Physicians raise doubts about 'most wired' list
OJAI, CA – Physician IT leaders are questioning the significance of the “Most Wired Hospitals” list published annually by Hospitals and Health Networks. One physician calls it “dangerous.” The publisher and sponsors of the list defend the data.
“Just how dangerous is this report?” asked William Bria, MD, chairman of the AMDIS board of advisers and chief medical information officer at Shriners Hospitals for Children.
Bria and a panel of physicians discussed the list last month at the 2008 Physician-Computer Connection Symposium put on by AMDIS, the Association of Medical Directors of Information Systems.
Bria said that hospital CEOs and boards of directors might mistakenly believe that the simple installation of healthcare IT would lift quality in a hospital.
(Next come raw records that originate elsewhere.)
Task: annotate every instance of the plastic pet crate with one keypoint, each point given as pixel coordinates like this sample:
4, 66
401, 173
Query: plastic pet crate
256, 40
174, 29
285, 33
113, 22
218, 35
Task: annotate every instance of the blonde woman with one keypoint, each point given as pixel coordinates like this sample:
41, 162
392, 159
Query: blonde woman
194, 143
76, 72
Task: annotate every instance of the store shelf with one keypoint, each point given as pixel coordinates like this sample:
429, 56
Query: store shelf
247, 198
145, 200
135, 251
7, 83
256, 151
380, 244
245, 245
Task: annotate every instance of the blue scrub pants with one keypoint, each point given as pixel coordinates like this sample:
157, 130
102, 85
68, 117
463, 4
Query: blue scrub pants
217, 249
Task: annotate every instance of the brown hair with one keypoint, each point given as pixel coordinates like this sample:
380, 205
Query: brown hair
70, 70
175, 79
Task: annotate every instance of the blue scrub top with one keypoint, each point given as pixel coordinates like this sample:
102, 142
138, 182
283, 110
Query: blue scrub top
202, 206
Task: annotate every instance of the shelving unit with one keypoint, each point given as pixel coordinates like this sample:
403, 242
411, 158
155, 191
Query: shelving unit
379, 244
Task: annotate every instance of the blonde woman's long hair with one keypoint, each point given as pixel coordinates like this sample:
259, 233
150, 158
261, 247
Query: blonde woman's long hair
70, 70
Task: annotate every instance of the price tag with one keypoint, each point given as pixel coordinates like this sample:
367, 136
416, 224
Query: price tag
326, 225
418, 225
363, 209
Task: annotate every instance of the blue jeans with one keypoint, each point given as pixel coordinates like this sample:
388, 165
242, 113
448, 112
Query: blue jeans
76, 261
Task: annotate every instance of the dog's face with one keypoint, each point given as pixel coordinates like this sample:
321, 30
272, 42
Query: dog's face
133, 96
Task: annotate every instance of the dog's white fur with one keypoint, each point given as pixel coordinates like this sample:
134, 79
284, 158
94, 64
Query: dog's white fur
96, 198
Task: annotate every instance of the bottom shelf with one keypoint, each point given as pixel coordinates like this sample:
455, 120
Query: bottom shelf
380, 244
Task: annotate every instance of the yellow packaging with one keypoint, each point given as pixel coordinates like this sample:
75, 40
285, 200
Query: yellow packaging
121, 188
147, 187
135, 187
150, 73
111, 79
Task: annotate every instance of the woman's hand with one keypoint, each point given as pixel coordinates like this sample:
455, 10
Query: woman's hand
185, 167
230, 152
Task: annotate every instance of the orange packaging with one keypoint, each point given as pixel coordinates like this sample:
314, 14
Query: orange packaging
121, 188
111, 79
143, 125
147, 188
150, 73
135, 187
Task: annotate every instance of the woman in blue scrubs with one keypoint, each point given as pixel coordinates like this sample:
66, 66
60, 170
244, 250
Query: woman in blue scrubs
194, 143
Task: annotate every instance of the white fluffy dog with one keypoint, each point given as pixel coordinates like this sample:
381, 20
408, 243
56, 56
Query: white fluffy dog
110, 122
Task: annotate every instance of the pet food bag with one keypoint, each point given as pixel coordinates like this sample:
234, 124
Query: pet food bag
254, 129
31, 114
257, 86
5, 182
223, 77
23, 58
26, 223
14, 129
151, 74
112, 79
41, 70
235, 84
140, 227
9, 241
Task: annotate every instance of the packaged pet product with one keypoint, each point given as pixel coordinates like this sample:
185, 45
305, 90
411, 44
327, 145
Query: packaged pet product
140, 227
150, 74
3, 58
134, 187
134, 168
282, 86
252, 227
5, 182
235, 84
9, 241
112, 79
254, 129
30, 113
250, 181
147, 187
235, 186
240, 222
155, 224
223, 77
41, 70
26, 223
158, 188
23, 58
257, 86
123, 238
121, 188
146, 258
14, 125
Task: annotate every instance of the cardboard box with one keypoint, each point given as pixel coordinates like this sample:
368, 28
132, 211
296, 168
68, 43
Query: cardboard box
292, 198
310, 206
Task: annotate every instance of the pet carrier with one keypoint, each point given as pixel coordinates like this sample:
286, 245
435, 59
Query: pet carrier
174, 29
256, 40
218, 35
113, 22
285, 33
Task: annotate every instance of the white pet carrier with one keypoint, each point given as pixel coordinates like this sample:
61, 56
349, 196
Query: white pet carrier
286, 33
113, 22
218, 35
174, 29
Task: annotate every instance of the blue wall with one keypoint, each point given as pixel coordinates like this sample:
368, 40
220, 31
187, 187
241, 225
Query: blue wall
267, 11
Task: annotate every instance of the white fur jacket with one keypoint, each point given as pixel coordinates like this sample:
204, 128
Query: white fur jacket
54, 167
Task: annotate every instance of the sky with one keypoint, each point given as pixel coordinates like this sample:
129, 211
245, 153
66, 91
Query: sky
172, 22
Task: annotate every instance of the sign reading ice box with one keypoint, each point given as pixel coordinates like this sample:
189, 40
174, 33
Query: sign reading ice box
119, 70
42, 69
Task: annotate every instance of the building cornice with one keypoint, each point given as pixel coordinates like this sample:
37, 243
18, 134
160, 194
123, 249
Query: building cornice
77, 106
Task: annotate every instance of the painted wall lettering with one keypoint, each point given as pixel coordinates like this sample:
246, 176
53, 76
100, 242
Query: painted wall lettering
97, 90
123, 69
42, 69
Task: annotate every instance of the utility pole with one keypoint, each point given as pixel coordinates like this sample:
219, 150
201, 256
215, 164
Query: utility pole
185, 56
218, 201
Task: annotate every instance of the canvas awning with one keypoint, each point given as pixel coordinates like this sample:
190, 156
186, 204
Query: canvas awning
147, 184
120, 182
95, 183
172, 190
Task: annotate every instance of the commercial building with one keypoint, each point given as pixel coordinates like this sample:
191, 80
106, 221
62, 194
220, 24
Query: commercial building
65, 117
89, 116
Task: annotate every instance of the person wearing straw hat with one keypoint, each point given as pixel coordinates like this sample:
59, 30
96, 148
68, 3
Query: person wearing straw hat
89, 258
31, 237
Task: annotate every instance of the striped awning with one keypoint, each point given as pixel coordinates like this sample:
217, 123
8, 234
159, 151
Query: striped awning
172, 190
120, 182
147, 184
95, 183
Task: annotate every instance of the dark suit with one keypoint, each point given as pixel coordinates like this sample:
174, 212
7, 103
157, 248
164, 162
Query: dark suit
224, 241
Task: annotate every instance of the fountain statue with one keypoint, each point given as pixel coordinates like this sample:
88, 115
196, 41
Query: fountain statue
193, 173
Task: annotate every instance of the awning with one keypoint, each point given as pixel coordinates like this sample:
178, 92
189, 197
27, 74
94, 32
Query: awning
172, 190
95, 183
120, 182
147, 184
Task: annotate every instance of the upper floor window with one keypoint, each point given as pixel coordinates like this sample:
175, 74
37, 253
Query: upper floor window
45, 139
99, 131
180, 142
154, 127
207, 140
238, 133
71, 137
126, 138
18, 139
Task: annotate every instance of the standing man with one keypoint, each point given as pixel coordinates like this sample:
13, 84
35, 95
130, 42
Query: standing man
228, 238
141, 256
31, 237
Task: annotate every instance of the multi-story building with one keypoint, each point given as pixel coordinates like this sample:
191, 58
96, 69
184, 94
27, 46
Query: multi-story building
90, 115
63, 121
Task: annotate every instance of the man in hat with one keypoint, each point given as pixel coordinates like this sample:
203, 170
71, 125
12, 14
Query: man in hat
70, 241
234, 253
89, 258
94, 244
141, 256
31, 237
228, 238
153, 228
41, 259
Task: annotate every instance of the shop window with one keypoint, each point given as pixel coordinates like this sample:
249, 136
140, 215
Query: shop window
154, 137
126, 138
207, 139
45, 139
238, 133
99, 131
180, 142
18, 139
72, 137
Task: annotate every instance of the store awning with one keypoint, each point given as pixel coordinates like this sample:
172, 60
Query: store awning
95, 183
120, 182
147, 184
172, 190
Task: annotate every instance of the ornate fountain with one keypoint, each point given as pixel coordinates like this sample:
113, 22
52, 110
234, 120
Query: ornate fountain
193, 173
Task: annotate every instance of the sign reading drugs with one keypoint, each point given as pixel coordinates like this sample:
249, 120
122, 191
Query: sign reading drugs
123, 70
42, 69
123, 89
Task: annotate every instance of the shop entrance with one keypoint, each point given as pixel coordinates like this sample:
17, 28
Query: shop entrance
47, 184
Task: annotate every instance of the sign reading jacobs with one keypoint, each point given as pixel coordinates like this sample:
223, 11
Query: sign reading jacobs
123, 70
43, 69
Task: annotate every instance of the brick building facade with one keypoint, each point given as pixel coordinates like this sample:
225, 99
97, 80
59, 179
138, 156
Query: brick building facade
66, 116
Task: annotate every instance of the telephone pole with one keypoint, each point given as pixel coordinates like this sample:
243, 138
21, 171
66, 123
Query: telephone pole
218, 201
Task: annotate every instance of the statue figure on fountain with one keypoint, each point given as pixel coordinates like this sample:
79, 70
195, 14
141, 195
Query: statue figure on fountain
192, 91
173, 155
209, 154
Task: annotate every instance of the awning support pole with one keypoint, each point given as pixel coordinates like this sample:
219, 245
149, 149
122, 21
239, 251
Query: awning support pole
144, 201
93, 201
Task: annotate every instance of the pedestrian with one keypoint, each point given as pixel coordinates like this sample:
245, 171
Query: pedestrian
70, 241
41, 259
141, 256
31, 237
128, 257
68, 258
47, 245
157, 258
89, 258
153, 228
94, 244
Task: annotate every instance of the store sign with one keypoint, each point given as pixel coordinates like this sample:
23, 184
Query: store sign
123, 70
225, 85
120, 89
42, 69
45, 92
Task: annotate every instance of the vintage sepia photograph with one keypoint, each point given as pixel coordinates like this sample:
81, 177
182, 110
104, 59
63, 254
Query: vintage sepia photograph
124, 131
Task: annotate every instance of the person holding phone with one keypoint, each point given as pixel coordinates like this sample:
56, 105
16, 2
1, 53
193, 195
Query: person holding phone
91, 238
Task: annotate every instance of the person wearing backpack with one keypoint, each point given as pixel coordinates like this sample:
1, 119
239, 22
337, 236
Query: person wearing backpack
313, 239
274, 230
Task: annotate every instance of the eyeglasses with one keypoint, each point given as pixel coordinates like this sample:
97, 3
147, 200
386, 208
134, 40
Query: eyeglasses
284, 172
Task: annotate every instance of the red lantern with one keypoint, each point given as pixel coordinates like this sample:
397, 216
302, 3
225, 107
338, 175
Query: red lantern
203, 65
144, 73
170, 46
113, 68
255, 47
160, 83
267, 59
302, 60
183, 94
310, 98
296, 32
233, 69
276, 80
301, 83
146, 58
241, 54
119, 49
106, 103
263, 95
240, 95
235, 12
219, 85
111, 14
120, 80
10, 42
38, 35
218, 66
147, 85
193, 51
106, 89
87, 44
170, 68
“The most wired hospital isn’t necessarily the best decision-making organization,” he said.
The Most Wired Survey and Benchmarking Study is conducted annually by Hospitals & Health Networks magazine. In addition to the “100 Most Wired Hospitals and Health Systems” list, the magazine releases lists of the “25 Most Improved,” the “25 Most Wireless” and the “25 Most Wired - Small and Rural” hospitals. According to the magazine, the lists are based on a detailed scoring process of the self-reported survey data.
The survey asks hospitals to report on how they use information technology to address safety and quality, business processes, customer service, workforce and public health and safety. This year, 556 U.S. hospitals and health systems completed the survey, representing 1,327 hospitals overall.